Feeling needy today.
I've introduced myself here at some point, but to recap, I'm a 48 year old assigned male woman. I've lived nearly my entire life in the closet. I was driven to the point of taking my own life as a teenager, and it was only through blind chance that my going through with it was interrupted. For most of my life, I blamed my tangled gender identity on the madness leading to that day, when really it was my tangled gender identity and my inability to understand or accept what I was that led me there. It's funny how the mind works.
Anyhow, I'm 25 years into a 30 year pension system as a public school teacher. Several years ago, I took over as advisor for our GSA when the previous one retired. It changed my life in ways I couldn't have expected. Their acceptance of themselves made it pretty damned hard to continue hating myself what what I'd denied my entire life. I began to let go of some of the denial and self-loathing, and I eventually came out to my wife. I've since come out to a handful of other people, but I am not out or transitioning.

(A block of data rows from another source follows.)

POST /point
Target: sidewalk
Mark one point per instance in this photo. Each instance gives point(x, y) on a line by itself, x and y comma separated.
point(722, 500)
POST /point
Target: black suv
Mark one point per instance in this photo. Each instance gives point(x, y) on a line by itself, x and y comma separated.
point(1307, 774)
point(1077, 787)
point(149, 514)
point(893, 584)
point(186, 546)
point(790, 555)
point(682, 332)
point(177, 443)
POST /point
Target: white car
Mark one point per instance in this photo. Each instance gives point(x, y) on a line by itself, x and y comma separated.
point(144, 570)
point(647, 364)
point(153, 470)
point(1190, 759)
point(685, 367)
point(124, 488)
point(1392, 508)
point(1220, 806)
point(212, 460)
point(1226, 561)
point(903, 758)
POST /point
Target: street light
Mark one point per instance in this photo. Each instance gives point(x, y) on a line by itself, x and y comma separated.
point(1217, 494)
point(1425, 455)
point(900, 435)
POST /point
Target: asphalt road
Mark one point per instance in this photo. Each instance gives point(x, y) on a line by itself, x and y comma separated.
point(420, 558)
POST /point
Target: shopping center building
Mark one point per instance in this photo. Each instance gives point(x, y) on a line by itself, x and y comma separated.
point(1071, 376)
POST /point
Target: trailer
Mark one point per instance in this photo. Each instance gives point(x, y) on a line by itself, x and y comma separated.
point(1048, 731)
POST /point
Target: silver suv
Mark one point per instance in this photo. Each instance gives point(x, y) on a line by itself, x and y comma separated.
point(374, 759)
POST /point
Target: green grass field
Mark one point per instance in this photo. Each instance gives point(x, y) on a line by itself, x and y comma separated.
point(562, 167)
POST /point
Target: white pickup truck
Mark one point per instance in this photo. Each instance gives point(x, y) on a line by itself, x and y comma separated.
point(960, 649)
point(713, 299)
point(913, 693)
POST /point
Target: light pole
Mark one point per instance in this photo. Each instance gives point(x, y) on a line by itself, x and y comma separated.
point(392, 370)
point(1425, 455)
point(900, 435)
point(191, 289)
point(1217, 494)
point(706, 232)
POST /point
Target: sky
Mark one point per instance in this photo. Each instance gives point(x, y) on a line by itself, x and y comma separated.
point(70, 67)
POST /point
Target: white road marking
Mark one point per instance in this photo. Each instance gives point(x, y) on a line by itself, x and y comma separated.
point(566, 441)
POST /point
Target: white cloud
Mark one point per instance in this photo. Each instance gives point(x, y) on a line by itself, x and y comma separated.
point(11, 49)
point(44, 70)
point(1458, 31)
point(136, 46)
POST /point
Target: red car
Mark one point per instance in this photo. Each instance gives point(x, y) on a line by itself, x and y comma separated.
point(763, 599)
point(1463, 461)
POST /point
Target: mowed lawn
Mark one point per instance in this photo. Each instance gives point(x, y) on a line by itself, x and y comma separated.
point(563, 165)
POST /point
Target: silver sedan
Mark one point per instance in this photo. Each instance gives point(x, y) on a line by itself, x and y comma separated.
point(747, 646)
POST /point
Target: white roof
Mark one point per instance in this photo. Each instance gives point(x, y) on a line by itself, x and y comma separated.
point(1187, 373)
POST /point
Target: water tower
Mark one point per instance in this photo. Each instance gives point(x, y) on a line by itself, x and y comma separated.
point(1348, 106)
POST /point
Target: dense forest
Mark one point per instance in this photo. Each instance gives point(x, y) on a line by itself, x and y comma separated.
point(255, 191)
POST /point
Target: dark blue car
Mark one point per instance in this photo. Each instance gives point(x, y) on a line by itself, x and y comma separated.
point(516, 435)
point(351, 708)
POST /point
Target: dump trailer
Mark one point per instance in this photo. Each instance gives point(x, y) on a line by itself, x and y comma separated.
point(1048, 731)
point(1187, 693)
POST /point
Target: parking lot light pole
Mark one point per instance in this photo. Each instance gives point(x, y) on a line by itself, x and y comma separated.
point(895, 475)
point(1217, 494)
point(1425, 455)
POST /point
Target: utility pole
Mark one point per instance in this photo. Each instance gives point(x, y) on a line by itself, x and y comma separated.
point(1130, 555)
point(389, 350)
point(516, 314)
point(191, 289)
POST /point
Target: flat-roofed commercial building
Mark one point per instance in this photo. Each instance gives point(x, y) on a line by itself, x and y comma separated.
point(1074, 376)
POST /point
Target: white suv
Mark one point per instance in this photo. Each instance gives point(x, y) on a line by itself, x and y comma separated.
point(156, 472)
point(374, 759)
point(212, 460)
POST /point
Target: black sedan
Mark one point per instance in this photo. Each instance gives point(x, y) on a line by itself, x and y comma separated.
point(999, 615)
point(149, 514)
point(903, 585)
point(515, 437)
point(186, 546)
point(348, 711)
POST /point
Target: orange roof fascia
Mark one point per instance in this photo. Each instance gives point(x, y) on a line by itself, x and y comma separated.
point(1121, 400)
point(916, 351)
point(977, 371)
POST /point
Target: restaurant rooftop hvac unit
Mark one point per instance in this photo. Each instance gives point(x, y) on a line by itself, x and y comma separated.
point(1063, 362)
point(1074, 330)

I've chosen to stay in the closet because I'm afraid of so many things, if I'm honest with myself. I'm afraid that while my current district administration has done almost all the right things for our trans kids, that they might not be quite so accepting of a trans staff member. I'm afraid that even if they are accepting, that leadership will turn over than the next ones won't be. I'm afraid that the conservative community I work in will make it difficult to maintain my job. I'm afraid that coming out as a trans woman will complicate what I do in school. I work with students who struggle in math, and the setup requires them to be comfortable leaving their classroom to go over material with me. If they're not willing to do that because their not accepting, my what's the point of employing me? I'm afraid to come out to my 6 and 10 year old kids because I don't want them to have anxiety about kids at school knowing. As a parent, I'm supposed to lighten their loads, not add to them.
You get the point, the list goes on and on. I'm not ready to come out. I'm not ready to transition, medically or socially.
But I need it. I yearn for it all the way down to my bones. Normally, I "treat" it by finding some alone time in which I can be me. Wig. Makeup. Dress. *happy contented sigh* The problem is that it's been almost three months since I had that opportunity. It's also been something like six weeks since I've been able to see my therapist. Thankfully, I have an appointment on Thursday, and the timing, combined with taking the day off of work, should also allow me a couple of hours to rattle around the house as Nadia.
I'm not looking for any solutions here. I just needed to vent to folks who might understand. Staying the closet is getting harder, now that I've found some self-acceptance. I didn't expect that. Five years until I can retire seems like an eternity right now. If you're still reading, thank you. I appreciate that you stuck it out. I'm feeling pretty isolated and thinking about people taking the time with these words makes me feel less so.